As many people noted post-Couric, of course Palin could have come up with a publication or two that would have put an end to Katie’s painful badgering. But then what if people made fun of her choice, deeming it insufficiently smart--or, worse yet, insufficiently conservative? A professional media basher, Palin understands that what you read says something about who you are, and she was clearly afraid of having people judge her in this area. (Would Time be trashed as too liberal? The Anchorage Daily News too provincial? The Economist too snooty? God forbid she even utter the words New York Times.)
Similarly, despite obviously knowing the name of at least one founding father (George Washington), Palin’s first instinct was to avoid expressing any preference to Beck. Why? Maybe because picking a favorite opens her up to dissection on any number of grounds--intellectual, aesthetic, cultural, political. She said Alexander Hamilton was her favorite founding father!? What kind of talking dog thinks Hamilton was worth a damn? Hasn’t she heard of the heavy-handed government crap championed by Hamilton? Besides, what kind of self-respecting man gets his guts blown out in a duel? (Taking it a step farther, Palin may have known that praising Jefferson or Hamilton could telegraph something about her political philosophy, but she wasn’t entirely sure which stood for what or who among the FFs it was safe to invoke.)
On the campaign trail, this anxiety could have stemmed from Palin’s not wanting to damage the McCain campaign, which clearly had its concerns about her early on.
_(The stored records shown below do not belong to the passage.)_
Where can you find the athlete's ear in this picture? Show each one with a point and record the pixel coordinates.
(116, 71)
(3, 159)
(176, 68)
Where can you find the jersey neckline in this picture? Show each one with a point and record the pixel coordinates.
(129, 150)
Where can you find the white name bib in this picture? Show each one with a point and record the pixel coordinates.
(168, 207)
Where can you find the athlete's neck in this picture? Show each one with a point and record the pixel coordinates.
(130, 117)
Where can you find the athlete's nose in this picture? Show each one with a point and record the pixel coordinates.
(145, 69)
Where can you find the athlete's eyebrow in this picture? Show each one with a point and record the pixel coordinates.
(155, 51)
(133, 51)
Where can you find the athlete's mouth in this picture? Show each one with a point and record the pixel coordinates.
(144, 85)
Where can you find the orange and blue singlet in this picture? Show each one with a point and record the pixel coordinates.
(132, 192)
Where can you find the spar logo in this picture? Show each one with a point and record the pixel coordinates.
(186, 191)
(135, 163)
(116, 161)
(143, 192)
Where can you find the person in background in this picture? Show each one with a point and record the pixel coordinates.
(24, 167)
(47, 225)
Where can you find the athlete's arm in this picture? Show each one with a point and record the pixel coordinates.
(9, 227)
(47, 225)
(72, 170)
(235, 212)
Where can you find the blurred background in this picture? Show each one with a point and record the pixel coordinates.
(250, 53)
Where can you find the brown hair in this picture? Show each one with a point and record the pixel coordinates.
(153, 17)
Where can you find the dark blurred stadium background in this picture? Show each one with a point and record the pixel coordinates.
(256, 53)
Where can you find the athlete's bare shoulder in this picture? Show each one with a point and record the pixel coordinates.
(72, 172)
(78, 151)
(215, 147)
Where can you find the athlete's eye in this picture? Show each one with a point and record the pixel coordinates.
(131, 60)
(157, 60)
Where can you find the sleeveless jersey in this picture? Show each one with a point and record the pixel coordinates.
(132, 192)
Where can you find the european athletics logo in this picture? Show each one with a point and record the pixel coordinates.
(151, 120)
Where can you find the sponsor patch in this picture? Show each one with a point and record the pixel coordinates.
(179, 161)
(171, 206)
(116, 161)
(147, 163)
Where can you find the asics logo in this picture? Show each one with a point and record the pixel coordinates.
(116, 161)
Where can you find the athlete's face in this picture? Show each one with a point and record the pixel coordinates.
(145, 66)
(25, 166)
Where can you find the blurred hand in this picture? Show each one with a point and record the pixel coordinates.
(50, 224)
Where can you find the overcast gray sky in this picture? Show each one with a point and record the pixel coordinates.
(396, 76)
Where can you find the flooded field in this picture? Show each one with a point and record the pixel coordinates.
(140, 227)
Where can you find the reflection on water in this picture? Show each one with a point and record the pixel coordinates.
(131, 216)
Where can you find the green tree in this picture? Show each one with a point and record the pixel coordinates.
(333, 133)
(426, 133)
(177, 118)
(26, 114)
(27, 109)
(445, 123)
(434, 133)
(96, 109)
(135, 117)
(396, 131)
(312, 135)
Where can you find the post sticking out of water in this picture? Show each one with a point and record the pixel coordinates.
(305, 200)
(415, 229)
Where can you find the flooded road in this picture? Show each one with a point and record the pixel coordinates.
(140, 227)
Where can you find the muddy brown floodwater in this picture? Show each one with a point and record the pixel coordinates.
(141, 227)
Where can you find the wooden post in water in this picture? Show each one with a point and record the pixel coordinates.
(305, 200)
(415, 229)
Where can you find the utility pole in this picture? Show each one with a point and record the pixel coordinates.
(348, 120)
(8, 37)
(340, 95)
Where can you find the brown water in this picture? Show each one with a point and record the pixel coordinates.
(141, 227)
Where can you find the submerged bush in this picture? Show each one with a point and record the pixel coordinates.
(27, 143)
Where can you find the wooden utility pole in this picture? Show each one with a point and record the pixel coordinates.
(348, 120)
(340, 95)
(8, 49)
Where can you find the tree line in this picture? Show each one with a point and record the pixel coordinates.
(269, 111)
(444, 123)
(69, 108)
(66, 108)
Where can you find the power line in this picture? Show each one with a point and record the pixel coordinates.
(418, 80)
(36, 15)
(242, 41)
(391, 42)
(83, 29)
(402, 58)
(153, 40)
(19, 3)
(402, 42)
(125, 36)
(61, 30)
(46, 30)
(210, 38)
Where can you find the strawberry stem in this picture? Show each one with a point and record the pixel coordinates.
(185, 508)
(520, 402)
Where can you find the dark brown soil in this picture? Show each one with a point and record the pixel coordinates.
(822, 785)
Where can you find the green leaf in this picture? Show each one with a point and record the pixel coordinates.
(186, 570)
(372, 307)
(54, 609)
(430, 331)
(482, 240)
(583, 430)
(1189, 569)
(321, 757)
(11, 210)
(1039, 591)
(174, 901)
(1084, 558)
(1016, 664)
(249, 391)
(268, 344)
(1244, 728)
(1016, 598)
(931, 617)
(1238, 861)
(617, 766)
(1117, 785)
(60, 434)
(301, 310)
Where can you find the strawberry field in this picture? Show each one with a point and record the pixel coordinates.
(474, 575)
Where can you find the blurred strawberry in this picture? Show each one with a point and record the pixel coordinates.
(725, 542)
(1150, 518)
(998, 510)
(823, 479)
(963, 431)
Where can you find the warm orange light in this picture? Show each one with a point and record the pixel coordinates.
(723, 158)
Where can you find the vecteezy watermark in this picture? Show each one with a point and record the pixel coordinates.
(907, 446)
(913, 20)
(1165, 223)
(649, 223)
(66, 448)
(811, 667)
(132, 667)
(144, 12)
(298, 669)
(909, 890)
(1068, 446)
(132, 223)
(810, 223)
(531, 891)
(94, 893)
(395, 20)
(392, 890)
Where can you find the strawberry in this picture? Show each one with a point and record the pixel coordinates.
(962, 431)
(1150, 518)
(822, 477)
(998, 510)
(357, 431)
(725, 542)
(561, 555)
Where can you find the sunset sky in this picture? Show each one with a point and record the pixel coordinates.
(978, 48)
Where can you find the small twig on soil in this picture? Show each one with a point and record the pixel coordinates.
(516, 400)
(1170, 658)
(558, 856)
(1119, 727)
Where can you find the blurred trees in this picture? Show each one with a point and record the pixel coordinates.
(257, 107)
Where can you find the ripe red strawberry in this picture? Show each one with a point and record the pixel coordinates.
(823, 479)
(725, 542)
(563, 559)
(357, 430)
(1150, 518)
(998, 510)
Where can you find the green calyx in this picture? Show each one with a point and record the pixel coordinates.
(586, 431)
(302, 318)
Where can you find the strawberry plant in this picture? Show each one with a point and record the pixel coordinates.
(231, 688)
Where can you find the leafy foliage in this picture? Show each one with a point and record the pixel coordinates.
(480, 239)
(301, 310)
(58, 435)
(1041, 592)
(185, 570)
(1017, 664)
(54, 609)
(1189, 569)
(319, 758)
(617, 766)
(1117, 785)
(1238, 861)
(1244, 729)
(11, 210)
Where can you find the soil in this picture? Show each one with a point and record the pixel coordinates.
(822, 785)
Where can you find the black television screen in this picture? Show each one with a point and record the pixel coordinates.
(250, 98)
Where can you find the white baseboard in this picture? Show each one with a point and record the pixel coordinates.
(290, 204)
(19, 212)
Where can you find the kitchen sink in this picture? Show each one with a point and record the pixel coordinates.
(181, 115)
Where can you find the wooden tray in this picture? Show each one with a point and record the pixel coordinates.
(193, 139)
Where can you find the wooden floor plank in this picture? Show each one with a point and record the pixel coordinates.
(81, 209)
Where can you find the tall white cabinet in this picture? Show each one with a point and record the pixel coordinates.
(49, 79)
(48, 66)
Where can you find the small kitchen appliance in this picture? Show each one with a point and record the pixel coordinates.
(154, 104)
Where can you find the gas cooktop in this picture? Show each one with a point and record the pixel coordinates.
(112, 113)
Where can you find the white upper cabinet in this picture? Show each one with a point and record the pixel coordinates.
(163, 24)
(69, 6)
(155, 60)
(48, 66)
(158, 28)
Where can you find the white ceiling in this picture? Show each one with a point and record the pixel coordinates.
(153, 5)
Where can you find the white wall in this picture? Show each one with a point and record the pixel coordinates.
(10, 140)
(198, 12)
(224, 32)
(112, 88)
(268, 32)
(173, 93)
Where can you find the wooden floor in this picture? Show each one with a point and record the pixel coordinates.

But these days the only person Palin stands to humiliate is herself--not that Beck would have allowed her to do any real damage during their hour-long love-in--and still her first impulse is to avoid taking a position.
Whatever its roots, Palin needs to weed out this weakness asap. Even more so than politics, political punditry is all about mouthing off on the topic du jour and never, ever second-guessing yourself. (Note to Sarah: Colleagues Krauthammer and Kristol can serve as exemplary role models in this regard.) If Palin eventually wants to run with the big dogs like Beck and O’Reilly, she’s going to have to loosen up, toughen up, and not fret about whether people are going to tear apart every little thing she says. And if this helps clarify what is--or is not--taking place inside Palin’s brain, then Fox News will have done all of us a favor.
Michelle Cottle is a senior editor of The New Republic.